Mammography and ultrasound based dual modality classification of breast cancer using a hybrid deep learning approach

Traditional methods of diagnosing breast cancer (BC) suffer from human errors, are less accurate, and consume time. A computer-aided detection (CAD) system can overcome the above-stated limitations and help radiologists with accurate decision-making. However, the existing studies using single imaging modalities have shown limited clinical use due to its low diagnostic accuracy and reliability when compared to multimodal system.

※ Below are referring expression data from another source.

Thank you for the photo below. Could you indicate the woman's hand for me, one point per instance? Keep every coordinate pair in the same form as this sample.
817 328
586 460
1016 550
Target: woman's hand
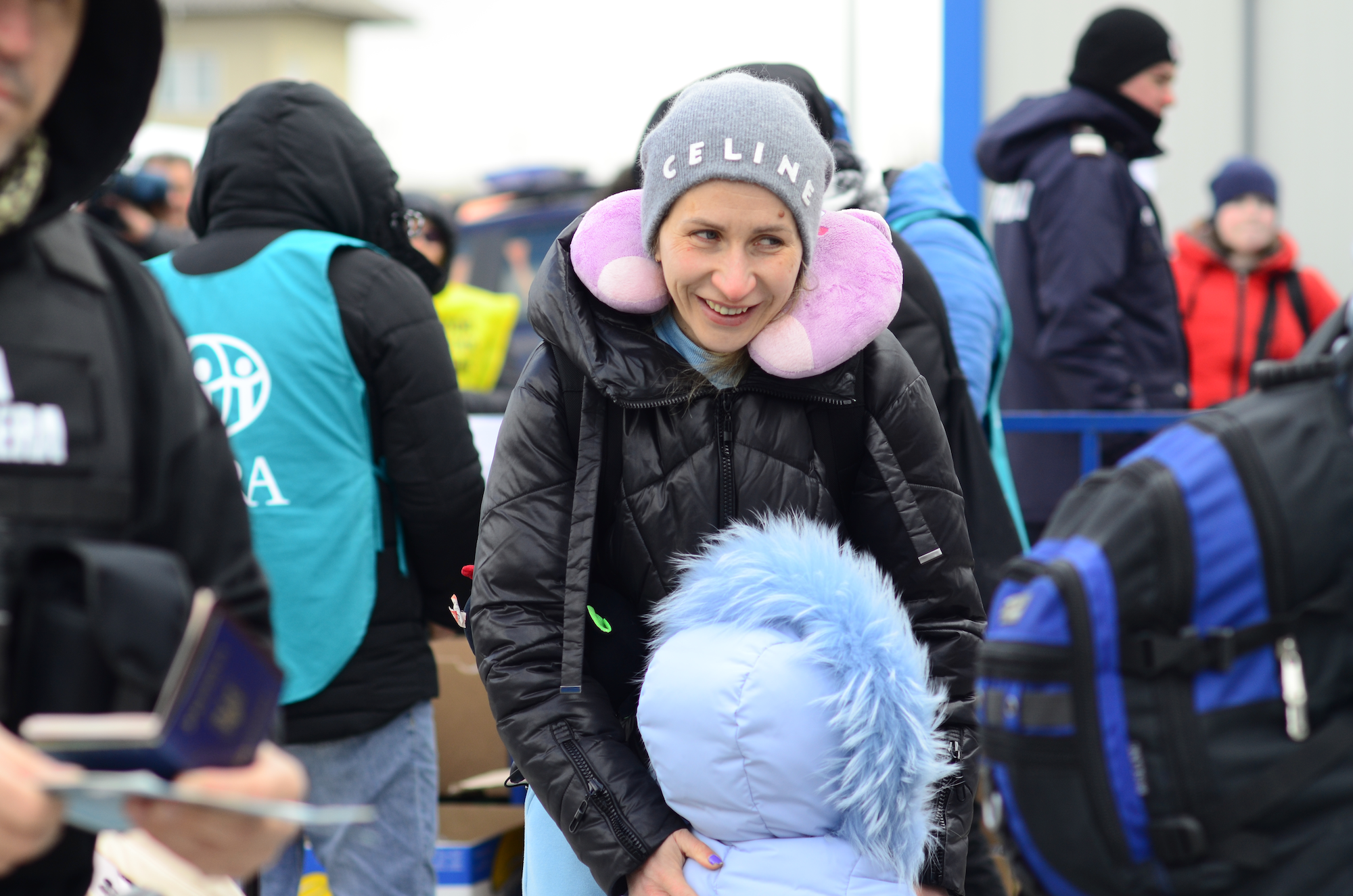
662 873
221 842
30 819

Thus, we aim to develop a hybrid deep learning bimodal CAD algorithm for the classification of breast lesions using mammogram and ultrasound imaging modalities combined. A combined convolutional neural network (CNN) and long-short term memory (LSTM) model is implemented using images from both mammogram and ultrasound modalities to improve the early diagnosis of BC. A new real-time dataset consisting of 43 mammogram images and 43 ultrasound images collected from 31 patients is used in this work. Further, each group consists of 25 benign and 18 malignant images. The number of images is increased to 1032 (516 for each modality) using different data augmentation techniques. The proposed bimodal CAD algorithm achieves a classification accuracy of 99.35% and the area under the receiver operating characteristic curve (AUC) of 0.99 over the traditional unimodal CAD systems, which attain the classification accuracy of 97.16% and 98.84% using mammogram and ultrasound, respectively. The proposed bimodal CAD algorithm using combined mammogram and ultrasound outperforms the traditional unimodal CAD systems. The bimodal CAD algorithm can avoid unnecessary biopsies and encourage its clinical application.